Evidence for these recommendations was collected by electronic literature search using the key words – hymenoptera, venom, allergy, VIT in combination with skin test, anaphylaxis, mastocytosis, bee keeper, rush, ultra rush, protocols, antihistamine, epidemiology, cross reactivity, b-blockers, angiotensin-converting enzyme (ACE) inhibitors, basophil activation test (BAT) and CD63. Each article was assessed for its suitability.
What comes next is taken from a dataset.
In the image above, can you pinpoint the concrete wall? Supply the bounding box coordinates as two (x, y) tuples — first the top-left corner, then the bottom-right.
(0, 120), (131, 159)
Questionnaire-based studies have shown that 56–94% [2] of the population are stung by an insect of the hymenoptera family at least once in their lifetime. While the prevalence of sensitization varies between 9.3% and 38.7% [3] in the adult population, large local reactions (LLR) occur in 2.4–26.4% [3–6] and SRs in 0.3–7.5% [5–10]. The differences between studies have been attributed at least in part to confounding variables including geographical location, data collection technique, definition of anaphylaxis and degree of exposure. In bee keepers and their family members, the sensitization rate to bee venom is 30–60% [11], the prevalence of local reactions is 9–31%, and the prevalence of SRs is 14–32%. Venom allergy is an important cause of anaphylaxis accounting for about one quarter of cases where the cause was determined in adults [12]. Fatalities following insect stings are rare and occur in 0.03–0.48 per 100 000 inhabitants per year [2, 3, 11]. These data are largely from studies carried out in the United States and Europe. There are no published data on prevalence of hymenoptera venom allergy from the United Kingdom. However, Pumphrey [12, 13] reported that between 1992 and 2001 in the United Kingdom, 47 out of 214 deaths, due to anaphylaxis, were caused by bee or wasp stings and the average age of death was 50 years [13].